Abstract
Methylation of RNA and DNA, notably in the forms of N6-methyladenosine (m6A) and 5-methylcytosine (5mC) respectively, plays crucial roles in diverse biological processes. Currently, there is a lack of knowledge regarding the cross-talk between m6A and 5mC regulators. Thus, we systematically performed a pan-cancer genomic analysis by depicting the molecular correlations between m6A and 5mC regulators across ~ 11,000 subjects representing 33 cancer types. For the first time, we identified cross-talk between m6A and 5mC methylation at the multiomic level. Then, we further established m6A/5mC epigenetic module eigengenes by combining hub m6A/5mC regulators and informed a comprehensive epigenetic state. The model reflected status of the tumor-immune-stromal microenvironment and was able to predict patient survival in the majority of cancer types. Our results lay a solid foundation for epigenetic regulation in human cancer and pave a new road for related therapeutic targets.
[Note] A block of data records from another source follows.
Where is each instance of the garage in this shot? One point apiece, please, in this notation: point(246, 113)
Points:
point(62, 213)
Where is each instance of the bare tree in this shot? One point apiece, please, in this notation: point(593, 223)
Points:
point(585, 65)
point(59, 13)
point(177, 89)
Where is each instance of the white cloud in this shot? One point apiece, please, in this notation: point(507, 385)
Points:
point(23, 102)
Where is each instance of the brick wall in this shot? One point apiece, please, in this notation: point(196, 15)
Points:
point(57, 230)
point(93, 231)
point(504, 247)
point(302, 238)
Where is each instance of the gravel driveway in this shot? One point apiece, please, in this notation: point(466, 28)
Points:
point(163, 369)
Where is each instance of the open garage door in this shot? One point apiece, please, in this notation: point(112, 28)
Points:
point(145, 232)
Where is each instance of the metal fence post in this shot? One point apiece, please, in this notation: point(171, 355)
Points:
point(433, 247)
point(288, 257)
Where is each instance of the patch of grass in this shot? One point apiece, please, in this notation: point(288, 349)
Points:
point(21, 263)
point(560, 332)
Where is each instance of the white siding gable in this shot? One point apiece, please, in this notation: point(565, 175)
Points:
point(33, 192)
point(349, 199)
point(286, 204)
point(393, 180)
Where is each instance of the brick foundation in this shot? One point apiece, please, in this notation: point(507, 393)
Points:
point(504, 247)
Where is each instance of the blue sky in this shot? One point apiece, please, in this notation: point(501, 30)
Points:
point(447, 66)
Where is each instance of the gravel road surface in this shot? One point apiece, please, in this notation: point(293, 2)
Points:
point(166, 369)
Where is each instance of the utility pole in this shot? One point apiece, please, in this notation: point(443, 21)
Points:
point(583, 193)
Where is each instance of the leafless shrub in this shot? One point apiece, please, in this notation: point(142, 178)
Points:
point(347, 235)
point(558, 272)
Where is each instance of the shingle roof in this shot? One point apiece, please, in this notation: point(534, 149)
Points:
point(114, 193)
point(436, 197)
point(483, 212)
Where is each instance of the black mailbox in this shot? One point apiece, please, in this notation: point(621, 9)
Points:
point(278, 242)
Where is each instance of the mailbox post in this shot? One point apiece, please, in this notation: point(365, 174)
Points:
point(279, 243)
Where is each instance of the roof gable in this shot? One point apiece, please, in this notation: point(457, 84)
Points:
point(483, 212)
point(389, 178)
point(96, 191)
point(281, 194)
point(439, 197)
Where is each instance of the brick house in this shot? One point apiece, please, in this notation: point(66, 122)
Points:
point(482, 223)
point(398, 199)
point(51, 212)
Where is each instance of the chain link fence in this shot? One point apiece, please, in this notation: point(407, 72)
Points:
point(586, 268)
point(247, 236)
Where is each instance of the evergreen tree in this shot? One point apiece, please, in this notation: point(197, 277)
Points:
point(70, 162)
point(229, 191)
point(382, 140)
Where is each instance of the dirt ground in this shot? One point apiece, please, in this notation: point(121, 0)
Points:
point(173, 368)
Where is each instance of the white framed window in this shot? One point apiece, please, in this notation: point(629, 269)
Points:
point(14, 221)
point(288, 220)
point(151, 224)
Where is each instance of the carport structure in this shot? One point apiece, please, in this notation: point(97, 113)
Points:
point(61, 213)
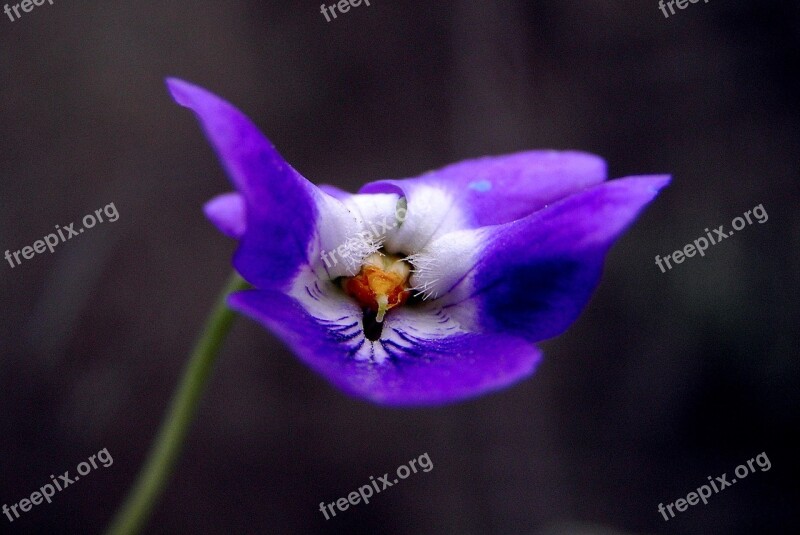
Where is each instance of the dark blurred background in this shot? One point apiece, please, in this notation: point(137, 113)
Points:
point(664, 380)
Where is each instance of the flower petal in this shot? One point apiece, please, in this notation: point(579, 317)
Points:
point(535, 275)
point(227, 212)
point(288, 219)
point(418, 371)
point(500, 189)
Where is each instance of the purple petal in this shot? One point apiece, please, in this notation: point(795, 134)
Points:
point(535, 275)
point(418, 371)
point(500, 189)
point(288, 219)
point(227, 212)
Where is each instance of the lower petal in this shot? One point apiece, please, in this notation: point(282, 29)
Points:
point(418, 371)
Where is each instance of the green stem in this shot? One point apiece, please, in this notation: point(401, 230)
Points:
point(134, 513)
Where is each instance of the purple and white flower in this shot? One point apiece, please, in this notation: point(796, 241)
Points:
point(491, 256)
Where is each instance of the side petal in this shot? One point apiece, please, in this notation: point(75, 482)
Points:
point(499, 189)
point(534, 276)
point(418, 371)
point(227, 212)
point(288, 219)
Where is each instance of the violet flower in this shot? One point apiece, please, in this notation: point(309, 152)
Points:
point(419, 291)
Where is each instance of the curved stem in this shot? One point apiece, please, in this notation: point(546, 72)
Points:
point(153, 477)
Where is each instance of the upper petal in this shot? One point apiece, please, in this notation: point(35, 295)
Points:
point(227, 212)
point(535, 275)
point(499, 189)
point(288, 219)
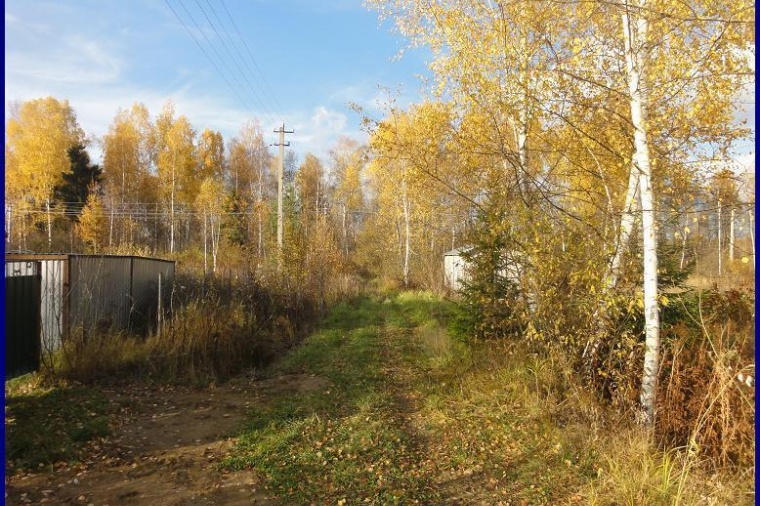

Keywords: m6A regulators, 5mC regulators, Pan-cancer analyses, Genomic alterations, Tumor microenvironment, Survival
To the Editor,
Nucleotide methylation, notably in the forms of 5-methylcytosine (5mC) in DNA and N6-methyladenosine (m6A) in mRNA, carries important information for gene regulation [1]. Recent research advances highlight the biological importance of m6A methylation as a dynamic and reversible post-transcriptional modification [2]. 5mC DNA methylation, a conserved epigenetic modification along with m6A RNA modification, also plays critical roles in fundamental biological processes [3, 4]. In addition, recent studies have identified 5mC methylation as a modulator of alternative mRNA splicing at the post-transcriptional level [5, 6]. Although Zhou and colleagues [7] established a molecular link between 5mC DNA methylation and m6A mRNA methylation during fruit ripening, the potential cross-talk still remains uncharacterized in human cancers.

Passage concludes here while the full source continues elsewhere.